Robert Karimi combines culture, cooking and diabetes education in a multi-dimensional experience at Intermedia Arts this month. To explain his Viva La Soul Power show, Karimi goes back to his multi-cultural roots.
Born in the San Francisco Bay area and raised by an Iranian father and Guatemalan mother, Robert Karimi remembers a life filled with food in a close-knit neighborhood. His mother learned how to be an American by watching PBS cooking shows. Karimi himself started “The Cooking Show con Karimi & Comrades” 15 years ago as a way to merge his love of art, performance, food, and community. Mero Concinero (Karimi’s alter ego) is “the neighborhood cook,” a culmination of many people, experiences, and influences in Karimi’s life.
Click for information about Karimi, the Feed and Be Fed exhibit, Viva La Soul Power performances November 7 – 10, and information about diabetes
One of those influences is his father, who has been diagnosed with Type 2 diabetes. His father was reluctant to take insulin or medication, so his doctor suggested changing his diet and exercise. His father went back to eating family recipes from his youth.
Combining his father’s diagnosis, his passion for art and food, and a grant from Creative Capital, Karimi created an interdisciplinary art project called 28 Days of Good Energia. Karimi met with people living with diabetes, a licensed dietician, doctors and nurses to find out all he could about diabetes to create the 28 Days of Energia. The 28 Days includes online prompts, the exhibit Feed & Be Fed, and Viva La Soul Power (interactive cooking performance), “I thought what if I could remove that model of I am feeding you, I am the expert, I can tell you how to live, how to eat, how to be, and find a way to find the expert inside of us all “.
On the set of ¡Viva la Soul Power! (Photo by Erin Lavelle)
Viva La Soul Power uses music, dancing, and comedy to engage audiences in a two hour cooking show. The exhibit and performance are centered on Day of the Dead or Dia de los Muertos. For this holiday, families bring gifts and food to an altar to honor loved ones who have passed.
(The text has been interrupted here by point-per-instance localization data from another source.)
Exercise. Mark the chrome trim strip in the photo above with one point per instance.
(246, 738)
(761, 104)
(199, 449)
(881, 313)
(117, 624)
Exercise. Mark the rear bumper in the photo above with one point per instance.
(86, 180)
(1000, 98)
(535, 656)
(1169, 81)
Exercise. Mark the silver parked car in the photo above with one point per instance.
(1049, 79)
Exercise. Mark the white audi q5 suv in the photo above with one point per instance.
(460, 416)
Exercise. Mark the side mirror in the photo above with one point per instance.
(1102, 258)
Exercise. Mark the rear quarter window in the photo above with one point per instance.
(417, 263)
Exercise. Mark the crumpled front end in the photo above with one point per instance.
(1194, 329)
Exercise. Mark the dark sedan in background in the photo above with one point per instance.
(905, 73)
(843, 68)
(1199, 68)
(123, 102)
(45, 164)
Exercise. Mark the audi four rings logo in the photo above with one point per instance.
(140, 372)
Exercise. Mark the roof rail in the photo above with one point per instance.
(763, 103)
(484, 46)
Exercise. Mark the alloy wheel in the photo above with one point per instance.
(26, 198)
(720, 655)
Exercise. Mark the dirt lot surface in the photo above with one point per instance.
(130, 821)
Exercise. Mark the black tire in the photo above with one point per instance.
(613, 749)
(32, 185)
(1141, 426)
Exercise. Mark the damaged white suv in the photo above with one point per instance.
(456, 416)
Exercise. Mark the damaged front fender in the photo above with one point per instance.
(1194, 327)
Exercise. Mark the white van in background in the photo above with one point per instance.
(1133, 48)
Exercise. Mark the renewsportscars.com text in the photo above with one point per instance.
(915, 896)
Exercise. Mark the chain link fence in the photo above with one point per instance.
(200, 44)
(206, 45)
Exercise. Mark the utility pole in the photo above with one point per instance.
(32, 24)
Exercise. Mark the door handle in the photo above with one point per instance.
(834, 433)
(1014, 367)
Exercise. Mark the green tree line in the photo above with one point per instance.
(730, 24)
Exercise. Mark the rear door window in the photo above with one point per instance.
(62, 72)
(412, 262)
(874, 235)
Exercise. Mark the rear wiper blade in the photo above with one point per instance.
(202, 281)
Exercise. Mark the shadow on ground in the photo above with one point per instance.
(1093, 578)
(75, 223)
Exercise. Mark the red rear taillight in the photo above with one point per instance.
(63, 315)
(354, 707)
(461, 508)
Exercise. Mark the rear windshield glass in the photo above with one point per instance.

Diabetes in Minnesota Two Twin Cities residents are taking an innovative approach to bringing awareness to the disease. Looking past the statistics Robert Albee and Robert Karimi are using their personal experiences with diabetes to meld community togetherness and culture as tools in the fight against diabetes. In Minnesota, diabetes is the sixth leading cause of death. The number affected by the disease is on the rise in Minnesota and nationally. Diabetes costs $174 billion dollars per year in the United States. Type 2 diabetes is a type of diabetes that typically develops later in life. “80 % of individuals with Type 2 diabetes whether child or adult could prevent or reduce risk by modifying lifestyle, which primarily comes down to healthy eating and being active,” says Carol Manchester, Advanced Practice Clinical Nurse Specialist and Certified Diabetes Educator at University of Medical Center and Amplatz Children’s Hospital. Usually diagnosed in adulthood as a result of the body’s inability to use insulin effectively or produce enough insulin. Insulin is a hormone secreted by the pancreas and is responsible for controlling the amount of sugar in the blood. Ironically once referred to as “adult onset diabetes” Type 2 diabetes is now being diagnosed in young children, a startling effect of rising obesity rates and inactivity in young children. However, half of all dollars spent on diabetes related medical care are directed at treating the high cost complications of the disease in the hospital. When diabetes is left untreated it can result in heart disease, blindness, nerve damage, limb amputations, infections and wounds that are slow to heal, and kidney failure. |
Mero Cocinero (Photo credit: Jeff Machtig, courtesy of the John Michael Kohler Arts Center)
“But it’s also what your ancestors feed you back,” Karimi says, “by inviting to people to be proud of and share their culture. When you remember the stories people start talking about food and culture in their lives.”
“I thought: What if we created so many good feelings and ideas and had dinner with each other and ate with each other that we stopped the isolation of Type 2 diabetes? Got the guilt and shame out of it and brought culture back to the solution instead of telling people culture is the reason you’re dying.” The target audiences for his project are minority groups who experience higher rates of Type 2 diabetes, and all women ages 18-65, who tend to be the primary food shoppers for a family.
Karimi travels wherever people want to hear his innovative message. He admits it can be difficult to get especially at-risk communities to come to performances, but that‘s when he takes his approach to the people.
“How do we get them we feed them? I have to go to the west side, the south side, the schools, so going to them and dancing with them and feeding them is as rewarding.” Although the cooking performance talks about portion size and healthy diet, Karimi wants to be clear that, “This is not a health education theatre, it’s a performance piece that gets us to think about are relationship to our culture, to each other, and our relationship to cooking and food.”
For now he is using his newly formed company, The Peoples Cook, to continue to use art, food, and community as a tool to promote wellbeing. Arizona State University has taken notice of Karimi’s work and is researching the effectiveness of his approach with youth and health professionals.